Somos adictos a la Schadenfreude: la “alegría ácida”, el regocijo del loser que, tan pronto es eliminado, se dedica a celebrar la caída de sus rivales. ¡Ya que yo no lo logré, que no lo logre nadie —especialmente México—! Tal fue nuestro explícito grito guerrero. Por más que nos escueza la piel del alma, México nos superó en la Copa América, pese a la “catástrofe de Santa Clara”: el primer criterio para posicionar a un equipo en un torneo es la instancia hasta la que llegó: es preferible caer goleado en cuartos de final, que ser despachado en la fase de grupos, cualquiera que sea la diferencia de goles.

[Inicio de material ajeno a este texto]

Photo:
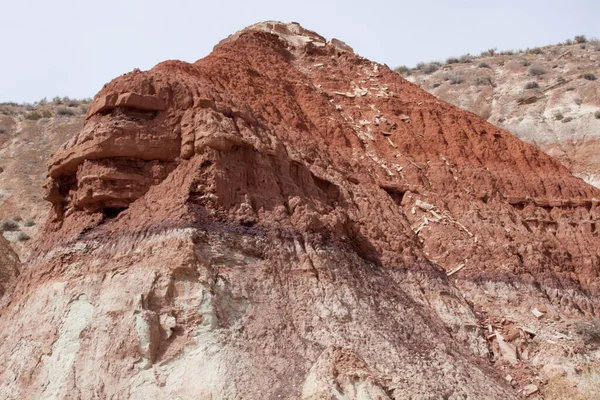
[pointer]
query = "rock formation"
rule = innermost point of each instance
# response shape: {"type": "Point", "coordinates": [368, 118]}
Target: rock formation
{"type": "Point", "coordinates": [548, 96]}
{"type": "Point", "coordinates": [286, 219]}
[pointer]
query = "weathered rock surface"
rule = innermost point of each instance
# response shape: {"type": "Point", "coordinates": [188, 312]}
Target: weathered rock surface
{"type": "Point", "coordinates": [283, 226]}
{"type": "Point", "coordinates": [555, 107]}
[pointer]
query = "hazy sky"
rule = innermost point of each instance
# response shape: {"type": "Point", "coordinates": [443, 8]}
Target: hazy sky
{"type": "Point", "coordinates": [71, 48]}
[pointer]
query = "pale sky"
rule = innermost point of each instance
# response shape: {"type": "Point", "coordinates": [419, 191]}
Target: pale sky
{"type": "Point", "coordinates": [71, 48]}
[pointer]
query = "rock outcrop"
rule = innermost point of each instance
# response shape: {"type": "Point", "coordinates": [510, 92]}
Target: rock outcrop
{"type": "Point", "coordinates": [286, 219]}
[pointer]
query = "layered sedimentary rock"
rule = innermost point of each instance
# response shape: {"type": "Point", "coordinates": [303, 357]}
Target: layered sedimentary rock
{"type": "Point", "coordinates": [9, 269]}
{"type": "Point", "coordinates": [286, 219]}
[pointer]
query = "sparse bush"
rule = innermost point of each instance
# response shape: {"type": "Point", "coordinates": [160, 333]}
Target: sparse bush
{"type": "Point", "coordinates": [9, 225]}
{"type": "Point", "coordinates": [483, 80]}
{"type": "Point", "coordinates": [532, 85]}
{"type": "Point", "coordinates": [65, 111]}
{"type": "Point", "coordinates": [456, 79]}
{"type": "Point", "coordinates": [535, 50]}
{"type": "Point", "coordinates": [33, 116]}
{"type": "Point", "coordinates": [22, 237]}
{"type": "Point", "coordinates": [429, 68]}
{"type": "Point", "coordinates": [536, 71]}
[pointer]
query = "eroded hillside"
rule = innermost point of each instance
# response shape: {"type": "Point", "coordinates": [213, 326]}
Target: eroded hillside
{"type": "Point", "coordinates": [548, 96]}
{"type": "Point", "coordinates": [287, 219]}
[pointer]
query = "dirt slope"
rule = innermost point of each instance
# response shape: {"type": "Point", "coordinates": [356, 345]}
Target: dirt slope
{"type": "Point", "coordinates": [286, 219]}
{"type": "Point", "coordinates": [547, 96]}
{"type": "Point", "coordinates": [29, 135]}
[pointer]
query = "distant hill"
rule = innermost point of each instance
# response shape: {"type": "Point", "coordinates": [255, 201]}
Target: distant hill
{"type": "Point", "coordinates": [548, 96]}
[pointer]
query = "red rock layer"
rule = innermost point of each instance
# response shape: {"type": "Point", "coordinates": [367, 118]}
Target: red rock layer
{"type": "Point", "coordinates": [288, 202]}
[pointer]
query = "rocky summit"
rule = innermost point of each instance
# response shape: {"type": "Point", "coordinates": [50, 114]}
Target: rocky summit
{"type": "Point", "coordinates": [286, 219]}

Los ticos exultábamos, el día de la derrota tricolor. Los locutores entonaban cada gol con arrobamiento, la voz sobremodulada por el júbilo, como Pavarotti impostando el épico agudo del Nessum Dorma . Cada gol era un tumor supurante, un absceso del que extraíamos, con placer torvamente doloroso, el pus del rencor, acumulado a través de décadas. Sí, ya sé que Faitelson y sus secuaces hicieron mofa de Costa Rica. Con tal actitud, eran ellos quienes se desacreditaban. Al devolverles el “ñaca-ñaca” no hicimos otra cosa que jugar su juego, ponernos a su altura —a su bajura, sería más propio decir— y exhibir las mal suturadas llagas de nuestra inquina deportiva.

Había que dejar que nuestro silencio —aristocrático y cifrado— hablase por nosotros, y se propusiese, enigmático, para la interpretación. Una vez más, nos autoderrotamos dándole voz a nuestras tirrias y fantasmas. Mil veces más eficaz —amén de decente— hubiera sido acogernos al silencio Pero nos venció nuestra puerilidad. La burla, lo propio de los perdedores. Bilis, frustración, impotencia: tres damas de compañía para la misma reina: su Alteza Real la Derrota.